- Election first since defeat of veteran leader Djukanovic
- Former Yugoslav republic is an EU membership candidate
- Polls show pro-European parties dominating vote
By Aleksandar Vasovic and Branko Filipovic
PODGORICA, June 11 (Reuters) – Polls opened in Montenegro on Sunday for a snap election many hope will bring in a new government to implement economic reforms, improve infrastructure and take the NATO member state closer to European Union membership.
The vote is the first in the former Yugoslav republic since Milo Djukanovic, former leader of the Democratic Party of Socialists (DPS), lost the presidential election in April and stepped down after 30 years in power.
Polling stations for the 540,000-strong electorate opened at 7 a.m. (0500 GMT) and will close at 8 p.m. (1800 GMT). First preliminary and unofficial results are expected about two hours later on the basis of a projection of results from a representative sample of polling stations.
The state election commission will then announce the final election results in coming days.
According to the Centre for Democracy and Human Rights (CEDEM) polling organisation, voter turnout by 1 p.m. (1100 GMT) was 28.1%.
Fifteen parties and alliances are competing for 81 parliamentary seats in the country of just over 620,000 people.
Montenegro remains sharply divided between those who identify as Montenegrins, and those who see themselves as Serbs and who remain opposed to the country’s 2006 split from a state union with neighbouring and much larger Serbia.

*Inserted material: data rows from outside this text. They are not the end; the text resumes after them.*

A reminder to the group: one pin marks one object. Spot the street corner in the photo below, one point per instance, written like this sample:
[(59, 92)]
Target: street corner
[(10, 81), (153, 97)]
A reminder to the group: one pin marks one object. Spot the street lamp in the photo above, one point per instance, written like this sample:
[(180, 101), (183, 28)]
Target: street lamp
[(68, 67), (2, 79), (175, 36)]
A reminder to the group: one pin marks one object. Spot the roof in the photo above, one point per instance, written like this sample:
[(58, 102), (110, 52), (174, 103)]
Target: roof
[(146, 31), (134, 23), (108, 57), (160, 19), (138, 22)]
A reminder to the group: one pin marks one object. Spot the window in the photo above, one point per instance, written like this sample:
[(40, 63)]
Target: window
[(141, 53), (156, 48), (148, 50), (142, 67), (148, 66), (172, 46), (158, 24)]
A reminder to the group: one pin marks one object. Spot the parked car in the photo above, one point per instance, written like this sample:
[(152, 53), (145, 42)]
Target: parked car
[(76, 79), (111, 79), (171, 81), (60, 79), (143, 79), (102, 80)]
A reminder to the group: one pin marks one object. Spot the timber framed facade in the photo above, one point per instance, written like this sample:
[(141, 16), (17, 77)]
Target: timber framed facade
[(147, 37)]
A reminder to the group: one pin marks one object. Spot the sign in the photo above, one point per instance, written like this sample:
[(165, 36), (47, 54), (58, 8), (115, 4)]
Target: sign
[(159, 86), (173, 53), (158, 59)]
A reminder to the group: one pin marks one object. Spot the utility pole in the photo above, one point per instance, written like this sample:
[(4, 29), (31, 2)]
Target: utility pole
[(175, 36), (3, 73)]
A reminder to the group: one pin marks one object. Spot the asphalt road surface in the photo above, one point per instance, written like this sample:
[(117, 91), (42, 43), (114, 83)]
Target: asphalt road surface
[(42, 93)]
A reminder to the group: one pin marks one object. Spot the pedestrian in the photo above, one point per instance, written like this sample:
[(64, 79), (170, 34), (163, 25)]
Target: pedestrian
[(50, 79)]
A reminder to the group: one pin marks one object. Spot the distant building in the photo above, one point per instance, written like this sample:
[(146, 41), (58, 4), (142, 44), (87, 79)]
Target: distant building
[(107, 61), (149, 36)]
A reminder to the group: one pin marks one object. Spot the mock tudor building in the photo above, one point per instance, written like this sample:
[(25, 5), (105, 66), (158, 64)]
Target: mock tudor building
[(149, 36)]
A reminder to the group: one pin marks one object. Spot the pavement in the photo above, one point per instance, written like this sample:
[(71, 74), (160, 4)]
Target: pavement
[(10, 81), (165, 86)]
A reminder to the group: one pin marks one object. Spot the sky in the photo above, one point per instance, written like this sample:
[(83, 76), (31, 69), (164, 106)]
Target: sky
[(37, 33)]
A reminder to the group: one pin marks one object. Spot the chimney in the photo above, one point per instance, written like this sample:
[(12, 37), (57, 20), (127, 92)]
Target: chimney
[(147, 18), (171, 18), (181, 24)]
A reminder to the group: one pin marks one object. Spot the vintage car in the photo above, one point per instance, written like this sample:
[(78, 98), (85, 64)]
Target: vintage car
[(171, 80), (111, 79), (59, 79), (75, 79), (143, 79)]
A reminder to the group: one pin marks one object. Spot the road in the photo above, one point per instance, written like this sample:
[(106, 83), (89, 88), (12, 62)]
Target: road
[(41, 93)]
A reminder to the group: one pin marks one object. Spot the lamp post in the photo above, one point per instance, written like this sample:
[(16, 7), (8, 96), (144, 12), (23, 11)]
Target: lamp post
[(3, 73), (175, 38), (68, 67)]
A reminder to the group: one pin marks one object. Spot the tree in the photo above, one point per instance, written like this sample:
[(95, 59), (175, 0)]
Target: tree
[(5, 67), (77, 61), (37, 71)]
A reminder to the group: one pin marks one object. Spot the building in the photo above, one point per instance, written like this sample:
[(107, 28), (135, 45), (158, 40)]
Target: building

A poll by the CEDEM last month put the Europe Now Movement (PES), a pro-European party led by former finance minister Milojko Spajic – which also favours closer ties with Serbia – in the lead with 29.1% of the vote. The PES’s Jakov Milatovic won the April presidential vote.
“We understand that people are tired of politics Montenegrin style, but the parliamentary vote will shape life over the next four years,” Spajic said after casting his ballot in the capital Podgorica.
“I expect a stable government, … EU membership, better (living) standards,” Jelena Popovic, from Podgorica, said after casting her ballot at a polling station in a school.
The CEDEM poll put the pro-EU DPS under acting chief Danijel Zivkovic in second place with 24.1% support, with the Serb nationalist, pro-Russia Democratic Front (DF) in third place on 13.2%.
Montenegro is a candidate to join the EU but it must first root out corruption, nepotism and organised crime.
After casting his ballot, Djukanovic, who still wields considerable influence over his party’s policies, said: “I believe they (voters) will… continue to develop our country as an …European civil democracy.”
The vote is expected to end a period of political deadlock in which two governments, that came to power on the back of 2020 protests backed by the influential Serbian Orthodox Church, collapsed after no-confidence votes.
In 2017, Montenegro joined NATO, a year after a botched coup attempt that the then government blamed on Russian agents and Serbian nationalists. Moscow dismissed such claims as absurd and the Serbian government denied involvement.
After Russia’s invasion of Ukraine last year, Montenegro – unlike Serbia – joined EU sanctions against Moscow, sent aid to Ukraine, and expelled a number of Russian diplomats. The Kremlin has placed Montenegro on its list of unfriendly states.